Avani Tewari ist 19 Jahre alt und studiert Jura an der Jindal Global Law School in Sonipat, nördlich von Delhi. Für dieses Dossier analysiert die junge Bloggerin wöchentlich die Mediendebatte nach der Wahl.

Jede neue Regierung muss sich Problemen stellen – manche davon sind alte Wunden, die schon von mehreren Vorgängerregierungen mehr oder minder notdürftig versorgt wurden, andere sind frische Verletzungen, die neue Maßnahmen erfordern. In ihren Wahlprogrammen schlagen die Parteien gerne Lösungen für alte Probleme vor. Dabei ist es jedoch wichtig, dass diese Lösungen im Einklang mit den ethischen Grundlagen einer demokratischen Regierung stehen. Dasselbe gilt für Probleme, die nach der Wahl auftauchen: Jeder Streit muss in einer Art und Weise beigelegt werden, dass die Menschen nicht das Vertrauen in die Regierung verlieren. Kaum einen Monat im Amt, muss sich die neue Regierung schon mit zahlreichen Problemen herumschlagen, einige hausgemacht, die anderen außerhalb ihrer Kontrolle.

Modi gerät im Irak zwischen die Fronten

Die Folgen der Einnahme einiger irakischer Städte durch die sunnitischen ISIS-Kämpfer waren auch in Indien zu spüren und stellten die erste außenpolitische Herausforderung für die neue Regierung dar. Seit Jahren arbeiten viele indische Staatsbürger im Nahen Osten und den Golfstaaten. Kürzlich nahmen die ISIS-Rebellen in den Städten Tikrit und Mosul 46 indische Krankenschwestern und 40 indische Bauarbeiter gefangen. Die Familien der entführten Inderinnen und Inder forderten vehement, die Regierung solle intervenieren und auf Freilassung drängen. Das indische Außenministerium richtete unverzüglich einen Krisenstab ein und schickte den früheren Botschafter im Irak los, da er noch über gute Kontakte im Land verfügen soll. Darüber hinaus setzte es sich mit den Regierungen in den Golfstaaten und mit mehreren NROs in Verbindung, um die gefangenen Inder/innen zu befreien. Die indische Regierung nutzte auch ihre hochrangigen Kontakte in Syrien, der Türkei und Jordanien, da diese Länder an das ISIS-Gebiet angrenzen. Während es der Regierung gelang, die Freilassung der Krankenschwestern zu erwirken, befinden sich die Bauarbeiter weiterhin in Gefangenschaft.

Die Intervention der indischen Regierung wurde als „erster diplomatischer Sieg der Modi-Regierung“[1] gefeiert. Dieser diplomatische Erfolg wurde möglich, weil die indische Regierung Berichten zufolge ihre Verbindungen zur Baath-Partei (Verbündete der ISIS) reaktivierte, was dazu führte, dass die Krankenschwestern freigelassen wurden. Die Zeitung Hindu berichtete:

„Die sichere Heimkehr von 46 indischen Krankenschwestern aus dem Irak ist die Folge geschickter Diplomatie und einer sehr austarierten Ausübung von sanfter Macht durch mehrere Behörden. Während Außenministerin Sushma Swaraj ihre politischen Kollegen in Westasien einspannte, einschließlich der Außenminister von sechs Öl-Staaten des Gulf Cooperation Council, steuerten Chef-Diplomatin Sujatha Singh und der nationale Sicherheitsberater Ajit Doval taktisches Know-how bei.“[2]
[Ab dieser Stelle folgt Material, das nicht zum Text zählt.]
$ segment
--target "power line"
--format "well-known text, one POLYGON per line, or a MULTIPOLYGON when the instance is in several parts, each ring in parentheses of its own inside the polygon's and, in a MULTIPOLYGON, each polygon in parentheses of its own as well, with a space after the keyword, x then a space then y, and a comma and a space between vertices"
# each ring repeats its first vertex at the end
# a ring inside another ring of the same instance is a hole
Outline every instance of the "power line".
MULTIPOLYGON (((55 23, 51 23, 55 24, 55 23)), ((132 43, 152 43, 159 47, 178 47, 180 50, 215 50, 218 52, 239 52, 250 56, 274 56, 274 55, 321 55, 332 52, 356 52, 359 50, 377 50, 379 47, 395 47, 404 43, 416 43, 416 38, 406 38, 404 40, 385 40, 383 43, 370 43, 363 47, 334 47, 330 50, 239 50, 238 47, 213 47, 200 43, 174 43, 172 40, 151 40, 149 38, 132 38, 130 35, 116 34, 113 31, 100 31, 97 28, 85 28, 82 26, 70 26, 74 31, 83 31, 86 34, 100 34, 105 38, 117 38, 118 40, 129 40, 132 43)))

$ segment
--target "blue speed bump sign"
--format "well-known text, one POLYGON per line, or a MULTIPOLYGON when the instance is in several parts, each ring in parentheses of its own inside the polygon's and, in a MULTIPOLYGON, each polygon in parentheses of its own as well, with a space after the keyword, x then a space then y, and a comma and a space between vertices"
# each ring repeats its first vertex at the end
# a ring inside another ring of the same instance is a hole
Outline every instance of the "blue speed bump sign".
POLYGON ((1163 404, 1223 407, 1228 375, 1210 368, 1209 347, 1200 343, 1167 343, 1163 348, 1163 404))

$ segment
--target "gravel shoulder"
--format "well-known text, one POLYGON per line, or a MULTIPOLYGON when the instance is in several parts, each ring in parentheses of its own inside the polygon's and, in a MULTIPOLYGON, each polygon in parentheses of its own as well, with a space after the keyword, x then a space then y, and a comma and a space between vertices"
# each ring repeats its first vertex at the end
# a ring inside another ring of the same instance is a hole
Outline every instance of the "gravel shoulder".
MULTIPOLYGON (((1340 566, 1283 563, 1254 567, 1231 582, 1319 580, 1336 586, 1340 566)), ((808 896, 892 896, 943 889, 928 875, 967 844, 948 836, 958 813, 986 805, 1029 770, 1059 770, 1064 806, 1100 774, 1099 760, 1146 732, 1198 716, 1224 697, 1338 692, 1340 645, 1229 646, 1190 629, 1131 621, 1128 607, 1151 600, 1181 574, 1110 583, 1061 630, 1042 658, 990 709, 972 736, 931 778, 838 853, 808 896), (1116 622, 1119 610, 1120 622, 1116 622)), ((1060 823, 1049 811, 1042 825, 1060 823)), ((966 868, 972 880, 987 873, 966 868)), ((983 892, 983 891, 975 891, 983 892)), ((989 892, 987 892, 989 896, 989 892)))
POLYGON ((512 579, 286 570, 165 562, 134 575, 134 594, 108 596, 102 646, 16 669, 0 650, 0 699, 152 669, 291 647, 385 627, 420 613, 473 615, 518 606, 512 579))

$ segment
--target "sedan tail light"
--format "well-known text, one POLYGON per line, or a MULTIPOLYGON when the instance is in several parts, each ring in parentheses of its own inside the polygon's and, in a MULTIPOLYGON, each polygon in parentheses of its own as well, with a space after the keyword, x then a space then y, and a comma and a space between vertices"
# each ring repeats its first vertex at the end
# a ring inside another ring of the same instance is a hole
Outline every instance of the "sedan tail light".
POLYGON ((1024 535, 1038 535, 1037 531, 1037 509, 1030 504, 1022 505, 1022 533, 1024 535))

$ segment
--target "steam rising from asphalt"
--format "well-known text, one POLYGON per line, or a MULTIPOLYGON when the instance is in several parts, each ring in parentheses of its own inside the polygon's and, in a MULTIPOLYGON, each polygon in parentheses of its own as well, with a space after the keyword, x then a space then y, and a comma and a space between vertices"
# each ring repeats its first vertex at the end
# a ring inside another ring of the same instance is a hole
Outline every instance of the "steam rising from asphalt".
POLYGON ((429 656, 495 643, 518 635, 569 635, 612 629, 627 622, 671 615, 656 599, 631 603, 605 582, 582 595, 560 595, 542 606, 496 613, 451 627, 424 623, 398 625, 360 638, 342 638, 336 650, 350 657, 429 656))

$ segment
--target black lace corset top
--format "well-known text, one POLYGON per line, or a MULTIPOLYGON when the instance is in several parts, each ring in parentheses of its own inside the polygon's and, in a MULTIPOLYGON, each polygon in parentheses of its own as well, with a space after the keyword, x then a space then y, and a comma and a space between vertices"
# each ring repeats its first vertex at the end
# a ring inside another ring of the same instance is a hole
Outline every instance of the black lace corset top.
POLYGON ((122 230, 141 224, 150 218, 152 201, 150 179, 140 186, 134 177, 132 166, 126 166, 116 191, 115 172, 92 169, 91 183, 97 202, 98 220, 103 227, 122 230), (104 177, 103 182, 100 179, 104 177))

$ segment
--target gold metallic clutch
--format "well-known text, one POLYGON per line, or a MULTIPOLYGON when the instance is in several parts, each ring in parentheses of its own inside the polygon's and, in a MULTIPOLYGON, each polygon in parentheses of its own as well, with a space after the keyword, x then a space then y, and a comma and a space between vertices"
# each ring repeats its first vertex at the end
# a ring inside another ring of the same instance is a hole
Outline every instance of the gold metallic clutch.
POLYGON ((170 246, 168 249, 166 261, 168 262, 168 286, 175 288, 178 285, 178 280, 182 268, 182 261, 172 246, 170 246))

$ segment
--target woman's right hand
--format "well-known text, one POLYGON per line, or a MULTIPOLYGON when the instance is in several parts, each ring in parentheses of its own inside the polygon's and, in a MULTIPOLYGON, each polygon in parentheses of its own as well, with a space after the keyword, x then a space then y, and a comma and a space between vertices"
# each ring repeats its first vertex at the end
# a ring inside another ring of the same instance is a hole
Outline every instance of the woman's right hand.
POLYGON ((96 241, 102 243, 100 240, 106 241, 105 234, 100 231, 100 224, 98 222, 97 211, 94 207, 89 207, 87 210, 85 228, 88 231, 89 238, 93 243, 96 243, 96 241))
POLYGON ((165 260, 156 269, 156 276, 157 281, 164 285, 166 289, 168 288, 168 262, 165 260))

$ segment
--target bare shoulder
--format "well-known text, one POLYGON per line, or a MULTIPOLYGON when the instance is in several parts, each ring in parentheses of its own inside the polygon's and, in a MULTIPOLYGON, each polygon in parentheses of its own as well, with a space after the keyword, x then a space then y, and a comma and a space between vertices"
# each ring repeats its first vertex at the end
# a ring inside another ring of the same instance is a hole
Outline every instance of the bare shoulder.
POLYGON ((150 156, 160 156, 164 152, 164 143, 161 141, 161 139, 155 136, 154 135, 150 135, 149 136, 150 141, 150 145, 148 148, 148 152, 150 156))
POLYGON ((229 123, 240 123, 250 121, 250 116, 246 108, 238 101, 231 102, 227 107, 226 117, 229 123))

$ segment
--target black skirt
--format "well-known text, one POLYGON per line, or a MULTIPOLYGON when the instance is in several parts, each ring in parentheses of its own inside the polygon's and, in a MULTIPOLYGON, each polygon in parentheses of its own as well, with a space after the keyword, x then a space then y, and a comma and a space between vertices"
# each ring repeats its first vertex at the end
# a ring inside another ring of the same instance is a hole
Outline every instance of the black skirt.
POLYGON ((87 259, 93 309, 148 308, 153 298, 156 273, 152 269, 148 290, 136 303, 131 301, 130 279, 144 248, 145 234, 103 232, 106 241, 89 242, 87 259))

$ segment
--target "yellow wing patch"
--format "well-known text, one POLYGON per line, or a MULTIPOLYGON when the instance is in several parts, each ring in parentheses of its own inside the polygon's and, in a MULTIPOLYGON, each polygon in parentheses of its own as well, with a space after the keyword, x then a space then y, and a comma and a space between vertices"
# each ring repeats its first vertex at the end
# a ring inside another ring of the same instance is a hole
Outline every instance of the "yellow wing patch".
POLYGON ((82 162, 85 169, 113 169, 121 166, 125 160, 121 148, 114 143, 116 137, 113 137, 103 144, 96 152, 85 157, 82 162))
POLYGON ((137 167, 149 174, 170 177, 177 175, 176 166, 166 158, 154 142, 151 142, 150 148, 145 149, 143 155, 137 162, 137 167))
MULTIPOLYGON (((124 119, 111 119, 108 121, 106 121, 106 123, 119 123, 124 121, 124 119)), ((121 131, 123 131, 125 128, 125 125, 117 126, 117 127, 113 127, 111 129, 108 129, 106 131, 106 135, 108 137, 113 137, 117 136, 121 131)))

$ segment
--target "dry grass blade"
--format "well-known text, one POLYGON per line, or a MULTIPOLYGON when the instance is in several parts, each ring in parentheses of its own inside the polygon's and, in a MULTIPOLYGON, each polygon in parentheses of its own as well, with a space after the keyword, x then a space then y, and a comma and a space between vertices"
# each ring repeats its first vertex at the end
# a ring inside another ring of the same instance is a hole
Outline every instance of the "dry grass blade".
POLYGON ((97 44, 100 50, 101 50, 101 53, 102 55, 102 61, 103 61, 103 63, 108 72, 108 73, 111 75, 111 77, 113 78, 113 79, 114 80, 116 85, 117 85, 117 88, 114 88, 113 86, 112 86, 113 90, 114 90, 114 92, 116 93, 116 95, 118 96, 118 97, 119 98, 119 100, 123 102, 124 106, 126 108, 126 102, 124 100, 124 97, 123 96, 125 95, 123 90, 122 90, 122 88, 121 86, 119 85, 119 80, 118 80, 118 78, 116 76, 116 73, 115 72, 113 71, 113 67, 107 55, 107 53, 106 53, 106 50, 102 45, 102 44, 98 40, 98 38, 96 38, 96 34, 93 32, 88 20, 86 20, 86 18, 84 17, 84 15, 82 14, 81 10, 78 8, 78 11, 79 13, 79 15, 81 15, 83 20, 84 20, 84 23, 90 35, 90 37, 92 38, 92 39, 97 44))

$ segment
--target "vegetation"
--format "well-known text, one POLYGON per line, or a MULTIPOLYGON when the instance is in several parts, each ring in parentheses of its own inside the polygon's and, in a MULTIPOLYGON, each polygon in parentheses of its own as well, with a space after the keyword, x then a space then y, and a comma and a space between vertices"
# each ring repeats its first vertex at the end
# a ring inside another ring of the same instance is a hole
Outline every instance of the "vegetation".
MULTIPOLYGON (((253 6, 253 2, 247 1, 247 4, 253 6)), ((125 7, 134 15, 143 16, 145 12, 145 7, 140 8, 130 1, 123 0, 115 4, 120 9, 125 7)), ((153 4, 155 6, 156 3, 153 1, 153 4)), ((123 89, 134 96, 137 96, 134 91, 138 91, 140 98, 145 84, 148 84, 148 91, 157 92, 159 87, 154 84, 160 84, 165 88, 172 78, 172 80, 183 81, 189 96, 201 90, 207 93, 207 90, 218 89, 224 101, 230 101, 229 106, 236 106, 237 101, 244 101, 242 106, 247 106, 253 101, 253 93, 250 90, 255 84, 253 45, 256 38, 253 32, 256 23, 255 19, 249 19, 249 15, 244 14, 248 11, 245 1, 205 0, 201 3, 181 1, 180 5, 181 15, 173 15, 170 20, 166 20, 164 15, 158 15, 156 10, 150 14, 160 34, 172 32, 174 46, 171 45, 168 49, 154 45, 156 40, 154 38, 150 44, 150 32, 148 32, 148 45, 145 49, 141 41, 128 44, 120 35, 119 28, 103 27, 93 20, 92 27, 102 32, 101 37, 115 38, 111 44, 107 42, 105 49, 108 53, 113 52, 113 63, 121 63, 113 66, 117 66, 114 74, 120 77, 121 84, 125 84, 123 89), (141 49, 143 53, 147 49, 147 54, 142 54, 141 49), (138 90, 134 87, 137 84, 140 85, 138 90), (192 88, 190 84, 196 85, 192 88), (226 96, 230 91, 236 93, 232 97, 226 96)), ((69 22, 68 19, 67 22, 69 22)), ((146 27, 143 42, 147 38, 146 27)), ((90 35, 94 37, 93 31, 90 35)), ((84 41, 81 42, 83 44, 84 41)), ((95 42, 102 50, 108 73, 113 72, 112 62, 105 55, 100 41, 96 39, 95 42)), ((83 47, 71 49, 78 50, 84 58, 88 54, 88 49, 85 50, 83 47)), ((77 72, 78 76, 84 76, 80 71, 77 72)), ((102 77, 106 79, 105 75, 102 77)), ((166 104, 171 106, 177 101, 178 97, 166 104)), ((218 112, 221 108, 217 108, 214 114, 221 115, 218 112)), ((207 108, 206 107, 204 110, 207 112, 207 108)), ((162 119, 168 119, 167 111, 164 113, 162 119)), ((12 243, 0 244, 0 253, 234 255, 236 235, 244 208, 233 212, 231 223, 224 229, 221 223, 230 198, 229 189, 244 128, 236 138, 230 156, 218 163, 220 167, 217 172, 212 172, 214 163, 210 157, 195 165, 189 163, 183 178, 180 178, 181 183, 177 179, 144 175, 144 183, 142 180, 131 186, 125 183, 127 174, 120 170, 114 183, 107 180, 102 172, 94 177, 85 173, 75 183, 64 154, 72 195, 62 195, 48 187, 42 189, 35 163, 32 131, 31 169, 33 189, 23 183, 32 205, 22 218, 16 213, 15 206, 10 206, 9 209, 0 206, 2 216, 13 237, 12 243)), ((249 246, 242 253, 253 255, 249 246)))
Doch für mich ist die Schlacht erst zur Hälfte geschlagen, denn während die Krankenschwestern frei sind, befinden sich die Bauarbeiter immer noch in der Gewalt der ISIS-Kämpfer. Der Regierung ist ihre Freilassung bisher nicht gelungen – und dieses Thema wird somit vorerst ein außenpolitisches Problem bleiben.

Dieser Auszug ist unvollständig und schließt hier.